And as for my life now, I’ve got an early shift tomorrow, so I’m ditching quarantine tasks [cleaning, disinfecting, etc.] at home and sleeping in the hospital’s boiler room so that I’m not late for work tomorrow. My commute is two hours round-trip. I don’t even know why I bought that house. Oh yeah, so I could get married. I’m in my thirties now, moved to Nanjing a decade ago, and finally bought a place on the outskirts of Jiangning in 2019. But I can’t think about marriage right now, not when I can barely go on living. [Chinese]

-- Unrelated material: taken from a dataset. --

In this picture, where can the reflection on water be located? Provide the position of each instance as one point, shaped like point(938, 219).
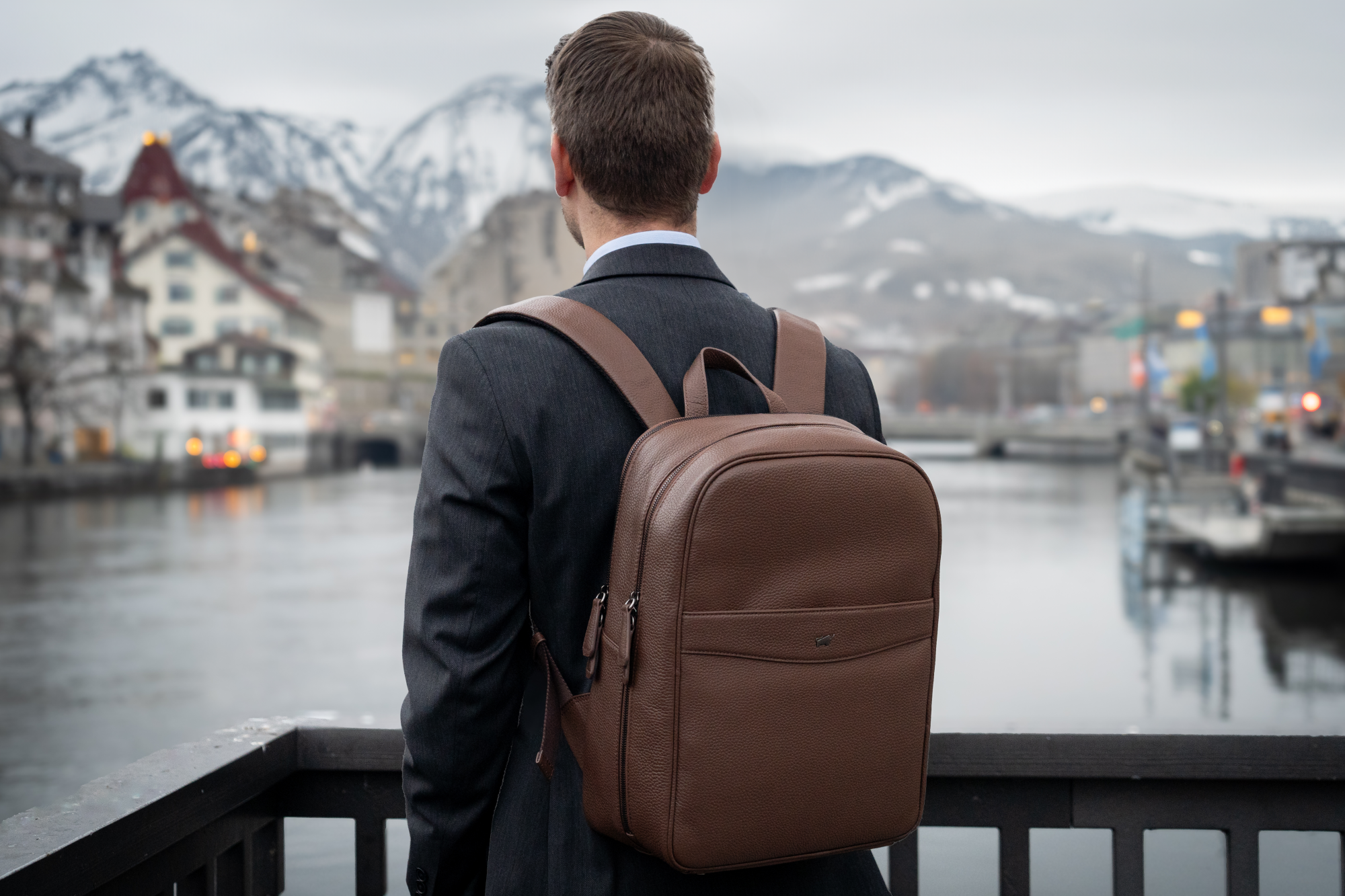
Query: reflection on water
point(132, 623)
point(1261, 645)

While speculation and obfuscation circle around the origins of COVID-19, blogger Qiu Kaimu opines on the relative silence about Russia’s role in the current outbreak:
Home-grown conspiracy theorists have been uncannily slow and tender in their response to the arrival of infection via Russia. The situation is ripe with the stuff of a good conspiracy, yet they have either ignored it or quickly changed the subject. It seems that science knows no borders, but conspiracies do. Different countries enjoy different treatment. If someone curses you, it’s insulting; if a lover curses you, it’s flirtatious. If someone else beats you, you scream in pain; if your lover beats you, it’s because they love you. It’s a tough lot for the conspiracy theorist: they’re brutal if you’re good, cowardly if you’re bad. And when they’re pinned in a corner, they take the bad guy as their lover.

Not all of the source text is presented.